Shumo Chu Tue, 17 Oct 2017 17:07:40 -0700

Hi Michael and Calcite Devs:

That's great!


We also hijacked the test harness of RelOpRule Test and generated SQL using
before and after optimization logical plans. (The reason that I use query
plan rather than the input SQL is that when Calcite generates SQLs from
query plans, it adds the correct table reference of attributes. Cosette
currently cannot handle unqualified attribute references). We got 232
before and after SQL after some tweaking. You can find the SQL queries that
we get here: https://github.com/uwdb/Cosette/blob/master/examples/c
alcite/calcite_tests.json.

We then ran all of them using Cosette. Cosette can currently support 39 of
232 queries. Out of these 39 queries, the results are:

EQ           9
UNKNOWN     27
NEQ          3

EQ means our Coq backend found a valid proof for the equivalence of the two
queries.

UNKNOWN means our model checker could not find a counterexample to prove
that the queries are not equivalent (within a time bound of 3 secs). You
can interpret that as "likely equal".

NEQ means our model checker found a counterexample to prove the queries are
not equivalent. These are all the cases that there are some preconditions
that Calcite understands but we haven't yet put into Cosette. For example
(testPushSemiJoinPastJoinRuleLeft):

 query q1 `SELECT EMP.ENAME
                  FROM EMP AS EMP, DEPT AS DEPT, EMP AS EMP0
                   WHERE EMP.DEPTNO = DEPT.DEPTNO AND
                                 EMP.EMPNO = EMP0.EMPNO`;

query q2 `SELECT EMP1.ENAME
                 FROM EMP AS EMP1 INNER JOIN DEPT AS DEPT0
                    ON EMP1.DEPTNO = DEPT0.DEPTNO INNER JOIN EMP AS EMP2
                    ON EMP1.EMPNO = EMP2.EMPNO INNER JOIN DEPT AS DEPT1
                    ON EMP1.DEPTNO = DEPT1.DEPTNO INNER JOIN EMP AS EMP3
                    ON EMP1.EMPNO = EMP3.EMPNO`;


These two queries are equivalent under the precondition that EMPNO is the
primary key of EMP, and DEPTNO is the primary key of DEPT, and that is
indeed the case!

We are extending Cosette to support preconditions such as primary keys and
foreign keys now and we should be able to handle these soon.

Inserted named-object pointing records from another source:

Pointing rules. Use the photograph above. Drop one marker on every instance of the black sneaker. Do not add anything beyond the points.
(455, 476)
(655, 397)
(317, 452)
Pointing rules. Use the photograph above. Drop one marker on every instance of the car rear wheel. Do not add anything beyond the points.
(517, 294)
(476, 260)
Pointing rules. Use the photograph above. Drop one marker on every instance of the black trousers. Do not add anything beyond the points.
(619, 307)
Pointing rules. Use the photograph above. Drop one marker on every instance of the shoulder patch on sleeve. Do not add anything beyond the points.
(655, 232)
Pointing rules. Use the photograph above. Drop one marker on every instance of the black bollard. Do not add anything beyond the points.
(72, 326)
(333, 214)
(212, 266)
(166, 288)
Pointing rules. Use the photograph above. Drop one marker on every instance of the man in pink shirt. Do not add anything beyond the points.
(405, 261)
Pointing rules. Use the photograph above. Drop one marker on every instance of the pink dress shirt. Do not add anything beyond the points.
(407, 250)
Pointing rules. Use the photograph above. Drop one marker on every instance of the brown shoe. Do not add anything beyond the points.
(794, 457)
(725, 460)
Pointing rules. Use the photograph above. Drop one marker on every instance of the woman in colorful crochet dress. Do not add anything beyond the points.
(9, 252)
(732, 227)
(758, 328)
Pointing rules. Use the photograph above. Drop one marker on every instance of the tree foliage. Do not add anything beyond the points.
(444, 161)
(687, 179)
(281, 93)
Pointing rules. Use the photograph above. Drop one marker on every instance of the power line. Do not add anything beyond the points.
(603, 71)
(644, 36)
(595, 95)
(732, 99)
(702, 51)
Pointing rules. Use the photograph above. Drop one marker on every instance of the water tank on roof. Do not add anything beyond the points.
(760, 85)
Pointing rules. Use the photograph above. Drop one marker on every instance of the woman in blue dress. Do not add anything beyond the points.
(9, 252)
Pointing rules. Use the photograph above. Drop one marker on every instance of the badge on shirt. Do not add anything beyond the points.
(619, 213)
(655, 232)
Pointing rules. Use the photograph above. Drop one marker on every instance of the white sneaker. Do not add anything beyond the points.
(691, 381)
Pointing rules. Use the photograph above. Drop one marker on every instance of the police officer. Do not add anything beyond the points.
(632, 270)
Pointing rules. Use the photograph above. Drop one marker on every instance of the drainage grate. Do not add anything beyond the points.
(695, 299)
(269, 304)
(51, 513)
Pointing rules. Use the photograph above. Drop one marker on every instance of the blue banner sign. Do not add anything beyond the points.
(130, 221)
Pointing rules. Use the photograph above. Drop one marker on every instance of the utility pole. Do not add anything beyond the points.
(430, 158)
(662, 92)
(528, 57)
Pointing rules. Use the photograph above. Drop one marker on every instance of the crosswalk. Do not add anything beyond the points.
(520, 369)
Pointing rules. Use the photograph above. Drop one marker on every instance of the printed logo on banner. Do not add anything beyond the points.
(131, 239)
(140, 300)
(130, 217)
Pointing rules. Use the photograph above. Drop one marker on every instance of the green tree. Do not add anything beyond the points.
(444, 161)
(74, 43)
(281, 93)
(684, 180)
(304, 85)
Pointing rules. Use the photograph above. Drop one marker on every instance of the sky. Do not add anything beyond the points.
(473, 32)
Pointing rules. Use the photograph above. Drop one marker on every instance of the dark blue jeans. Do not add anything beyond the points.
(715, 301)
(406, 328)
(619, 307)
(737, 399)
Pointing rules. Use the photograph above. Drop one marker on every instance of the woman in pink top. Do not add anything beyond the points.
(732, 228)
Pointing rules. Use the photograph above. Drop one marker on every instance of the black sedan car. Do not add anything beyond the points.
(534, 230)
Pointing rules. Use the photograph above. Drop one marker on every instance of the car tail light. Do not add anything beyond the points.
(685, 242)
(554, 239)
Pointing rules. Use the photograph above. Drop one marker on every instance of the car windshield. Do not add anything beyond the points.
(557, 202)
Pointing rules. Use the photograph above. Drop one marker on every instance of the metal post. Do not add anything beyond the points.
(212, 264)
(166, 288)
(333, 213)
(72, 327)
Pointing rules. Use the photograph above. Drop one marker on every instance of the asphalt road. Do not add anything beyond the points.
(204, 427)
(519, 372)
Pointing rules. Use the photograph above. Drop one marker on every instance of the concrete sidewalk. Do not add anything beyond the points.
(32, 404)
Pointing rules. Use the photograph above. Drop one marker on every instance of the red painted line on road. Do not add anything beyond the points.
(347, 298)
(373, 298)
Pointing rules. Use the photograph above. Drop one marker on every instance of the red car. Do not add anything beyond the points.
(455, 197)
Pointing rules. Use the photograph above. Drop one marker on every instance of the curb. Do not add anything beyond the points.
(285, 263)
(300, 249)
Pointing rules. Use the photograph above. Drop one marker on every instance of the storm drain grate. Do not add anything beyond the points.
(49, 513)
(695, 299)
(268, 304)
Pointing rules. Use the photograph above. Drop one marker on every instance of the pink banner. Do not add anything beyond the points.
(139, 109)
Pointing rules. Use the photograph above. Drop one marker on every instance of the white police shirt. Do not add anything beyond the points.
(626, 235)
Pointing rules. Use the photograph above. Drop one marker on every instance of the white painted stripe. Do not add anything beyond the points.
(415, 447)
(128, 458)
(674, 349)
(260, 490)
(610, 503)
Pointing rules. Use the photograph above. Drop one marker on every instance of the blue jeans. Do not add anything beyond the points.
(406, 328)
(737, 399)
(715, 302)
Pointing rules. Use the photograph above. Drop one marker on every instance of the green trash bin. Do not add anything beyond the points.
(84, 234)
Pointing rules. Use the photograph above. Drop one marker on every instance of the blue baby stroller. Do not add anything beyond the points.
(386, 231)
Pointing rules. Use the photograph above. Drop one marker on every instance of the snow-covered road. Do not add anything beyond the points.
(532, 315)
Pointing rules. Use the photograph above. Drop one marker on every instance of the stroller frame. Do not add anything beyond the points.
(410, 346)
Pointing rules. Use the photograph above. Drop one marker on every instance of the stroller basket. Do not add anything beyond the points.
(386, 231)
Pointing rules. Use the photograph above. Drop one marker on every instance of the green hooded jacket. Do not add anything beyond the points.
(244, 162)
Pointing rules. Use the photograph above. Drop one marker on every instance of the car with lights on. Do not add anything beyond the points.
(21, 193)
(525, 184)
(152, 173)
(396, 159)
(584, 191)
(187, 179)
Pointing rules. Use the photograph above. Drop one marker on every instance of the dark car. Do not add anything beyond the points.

For the queries that we cannot handle, here is the break down of the issues:

[image: Inline image 1]

We support a large part of group by queries, GROUPBY here means some
grouping features that we don't support, e.g., group by on arbitrary
expressions. Although we might not be able to support all of these SQL
features, we are definitely working on adding more SQL features to Cosette.

With all above, we can try to integrate Cosette as an extra layer to ensure
developer's confidence. Currently, we are working on SIGMOD deadline (Nov. 2)
but will devote more time into this afterward.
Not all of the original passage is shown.